Satış ve müşteri ilişkilerinde,
satış sonrası süreçlerde, zor müşteri ya da üst segment
müşteri yönetiminde,
aslında müşteri’nin olduğu her anda her noktada başarıyı sağlayan kilit noktayı “Öz Duyarlılık” olarak tanımlayabiliriz.
Öz Duyarlılık tam olarak satış yönetimlerinin talep ettiği lakin çoğunlukla kişisel özellikler ile eşleştirilip
adı konulamayan, eğitimcilerin farklı kavramların bütünü olarak benimsetmeye çalıştığı,
yıldız satıcılara neyi farklı yaptığının merakı ile bakıldığında
cevap olan
fark noktasıdır.
Öz Duyarlılık… Kişinin içsel değerlerini şefkat ve iş etiği ile birleştirme hali.
12 yaşındaki bir çocuğun koşarak ve heyecanla size yaklaşırken ayağının kaydığını ve düştüğünü hayal edin!
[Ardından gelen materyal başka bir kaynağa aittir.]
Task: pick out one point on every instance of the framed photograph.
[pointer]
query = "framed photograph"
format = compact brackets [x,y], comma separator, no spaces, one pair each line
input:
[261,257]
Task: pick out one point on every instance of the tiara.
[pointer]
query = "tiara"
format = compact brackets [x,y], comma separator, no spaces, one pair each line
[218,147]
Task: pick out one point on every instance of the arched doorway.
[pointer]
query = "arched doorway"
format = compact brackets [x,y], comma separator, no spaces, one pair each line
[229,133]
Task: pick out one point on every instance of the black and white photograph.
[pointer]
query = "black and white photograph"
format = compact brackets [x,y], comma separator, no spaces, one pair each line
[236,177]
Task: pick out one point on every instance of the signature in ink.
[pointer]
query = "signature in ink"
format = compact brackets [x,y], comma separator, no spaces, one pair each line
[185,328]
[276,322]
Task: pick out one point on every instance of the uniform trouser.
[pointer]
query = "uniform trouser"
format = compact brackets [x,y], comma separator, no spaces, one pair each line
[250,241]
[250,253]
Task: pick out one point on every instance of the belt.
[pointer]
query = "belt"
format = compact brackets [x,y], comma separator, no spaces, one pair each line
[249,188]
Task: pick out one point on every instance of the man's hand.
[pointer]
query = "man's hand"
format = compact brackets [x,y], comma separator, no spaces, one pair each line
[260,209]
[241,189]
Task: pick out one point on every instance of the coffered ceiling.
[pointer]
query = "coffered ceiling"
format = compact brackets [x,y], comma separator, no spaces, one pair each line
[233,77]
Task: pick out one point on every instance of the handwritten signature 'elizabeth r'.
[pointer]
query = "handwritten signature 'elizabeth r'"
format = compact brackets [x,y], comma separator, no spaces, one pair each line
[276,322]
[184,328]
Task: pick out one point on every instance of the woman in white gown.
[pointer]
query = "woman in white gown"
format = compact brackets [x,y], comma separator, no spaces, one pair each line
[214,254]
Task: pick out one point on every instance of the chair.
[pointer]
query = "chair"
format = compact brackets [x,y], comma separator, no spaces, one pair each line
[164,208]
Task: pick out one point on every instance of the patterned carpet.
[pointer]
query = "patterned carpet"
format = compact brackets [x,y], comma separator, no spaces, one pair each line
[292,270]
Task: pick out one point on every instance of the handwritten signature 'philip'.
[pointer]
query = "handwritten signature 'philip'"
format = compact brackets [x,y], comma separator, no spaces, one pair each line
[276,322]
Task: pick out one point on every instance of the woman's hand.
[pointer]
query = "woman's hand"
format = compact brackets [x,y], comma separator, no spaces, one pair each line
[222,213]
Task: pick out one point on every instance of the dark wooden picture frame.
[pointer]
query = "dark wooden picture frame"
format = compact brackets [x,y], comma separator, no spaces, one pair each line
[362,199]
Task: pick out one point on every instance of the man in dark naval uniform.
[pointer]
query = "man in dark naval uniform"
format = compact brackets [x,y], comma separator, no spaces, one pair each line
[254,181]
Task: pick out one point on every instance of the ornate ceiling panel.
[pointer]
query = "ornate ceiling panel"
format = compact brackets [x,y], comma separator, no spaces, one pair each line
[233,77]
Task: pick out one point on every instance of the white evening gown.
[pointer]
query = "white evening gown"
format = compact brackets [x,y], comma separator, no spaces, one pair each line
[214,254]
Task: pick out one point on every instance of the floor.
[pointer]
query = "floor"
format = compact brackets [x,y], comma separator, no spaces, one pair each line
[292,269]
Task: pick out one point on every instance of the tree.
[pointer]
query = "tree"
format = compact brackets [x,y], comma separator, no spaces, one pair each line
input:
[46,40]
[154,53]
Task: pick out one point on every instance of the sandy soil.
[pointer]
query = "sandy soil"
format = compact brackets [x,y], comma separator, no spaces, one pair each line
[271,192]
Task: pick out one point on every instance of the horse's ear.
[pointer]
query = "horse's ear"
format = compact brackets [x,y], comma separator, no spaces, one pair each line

Korkacak bir şey yok halen gülüyor ve üstünü silkeleyip
size doğru hamle yapar halde…
Böyle bir durumda hissiyatınız ne olur?
Muhtemelen durumu uzaktan gözler, çocuğun kendi kabiliyetine güvenir ve
fazla olumsuz bir durum olmadığından eminseniz
müdehaleniz temsili düzeyde olur.
Yüksek heyecan, tedirginlik, duruma özenme, inceleme vs biraz uzak kalır.
Peki aynı senaryoyu 12 aylık(!) bir çocuk için düşünseniz ne hissedersiniz?
Muhtemelen bu duyguları en üst düzeyde yaşar
hızlıca müdehale etme eğilimde olursunuz.
Bazen fazla gibi görünse de annelerimizden gelen o içinizdeki pamuklara sarma hissiyatı çok değerlidir.
Öz Duyarlılık tam olarak bu hissiyatı gerektiren bir eylem tarzıdır.
Tabi müşteriyi pamuklara sarmayalım
ama unutmayalım ki
bardağın kırılmaması yüksek hassasiyete bağlı.